抽出業務は命懸け。なお、危険手当の申請書は148ページです③
11時00分。二人目。セラ。
セラは抽出室に入ってくるなり、にこにこと笑った。
「つかさ、おはよ! 今日も抽出?」
「今日も抽出です」
「がんばろー!」
元気だ。元気すぎる。その元気が物理的な災害に直結することを除けば、好感が持てる性格である。
「じゃあ椅子に座ってもらえますか」
「うん!」
セラが椅子に座る。
座った瞬間、椅子の肘掛けにひびが入った。
「あ、ごめん」
「……大丈夫です。ひびだけなら」
装置を起動する。セラの場合、感情の波が空間に干渉するため、抽出中はできるだけ平穏な精神状態を維持してもらう必要がある。
手順書の事故記録にはこうあった。
『セラの抽出において最も危険なのは、「楽しい」「嬉しい」という正の感情である。管理者との会話が盛り上がった場合、空間歪曲率が急上昇する傾向がある。推奨対応:つまらない話をする』
つまらない話。
「あの、セラさん」
「セラでいいよ!」
「セラ。抽出中は、あんまり楽しくならないでほしいんですけど」
「え? なんで?」
「楽しくなると空間が歪むので」
「そっかー。じゃあ、つまらない話して!」
「……つまらない話」
「うん!」
急につまらない話を振られても困る。
「えーと……配給ポイントの計算方法の話とか」
「つまんない! いいね!」
「いいの?」
「つまんない話してって言ったから、つまんなくていいの!」
それは正しいのだが、「つまんない」と元気に肯定されると話す気力が失せる。
「管理者の月額ポイントは基本給が800ポイントで、そこから居住区の使用料が200ポイント引かれて――」
「うんうん」
「食料配給の基本パックが150ポイント、光熱費が――」
「つかさってさ」
「はい」
「この仕事、好き?」
唐突な質問だった。
抽出装置の数値を見る。安定している。セラの表情は笑顔だが、先ほどより穏やかだ。空間の歪みも感知されていない。

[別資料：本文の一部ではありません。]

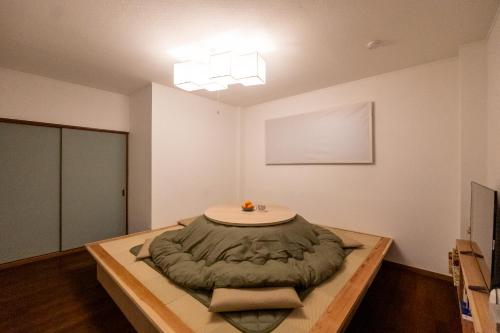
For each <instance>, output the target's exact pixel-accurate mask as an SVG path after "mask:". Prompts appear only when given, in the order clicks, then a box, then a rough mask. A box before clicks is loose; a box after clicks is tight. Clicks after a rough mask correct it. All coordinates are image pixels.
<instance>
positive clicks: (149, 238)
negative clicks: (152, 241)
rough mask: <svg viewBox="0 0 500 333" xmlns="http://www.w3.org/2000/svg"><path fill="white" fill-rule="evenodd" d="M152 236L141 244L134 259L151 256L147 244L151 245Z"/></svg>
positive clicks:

「好きか嫌いかで言えば、まだ判断するには早いです。三日目なので」
「三日目かー。前のひとは、一週間で『辞めたい』って言ってたよ」
「……辞められたんですか?」
「ううん。辞められなかった」
セラの声が少し静かになった。
「あのひと、優しかったよ。メルトのノートもちゃんと補充してたし、ラグナと一緒に走ってくれたし。カイムの冗談にも付き合ってた」
「いい人だったんですね」
「うん。でも、いなくなっちゃった」
空気が重くなった。抽出装置の数値がわずかに揺らぐ。感情の波が出始めている。
「セラ」
「……ごめん。大丈夫」
深呼吸。数値が戻る。
「あたしね、つかさにはいなくなってほしくないなって思う。まだ三日目だけど」
その言葉に、なんと返せばいいのか分からなかった。「いなくなりません」と言い切れるほど、この職場は安全ではない。「頑張ります」と言うのも違う。頑張ってどうにかなる危険度ではない。
「……チョコの在庫管理だけは、ちゃんとやります」
我ながら情けない返事だった。しかしセラは、ぱっと笑った。
「あはは! なにそれ!」
笑った瞬間、椅子の背もたれが割れた。
抽出装置の警報が鳴る。空間歪曲率、許容値を超過。
「セラ、落ち着いて」
「あ、ごめんごめん!」
深呼吸。二回。三回。数値が下がる。背もたれは直らない。
抽出完了。装置を停止させ、データを保存する。
「おつかれさま、つかさ!」
「おつかれさまです」
セラが部屋を出ていく。出ていく際に、ドアの枠を軽く叩いた。枠にひびが入った。
修繕費の請求書、今月だけで何枚になるだろう。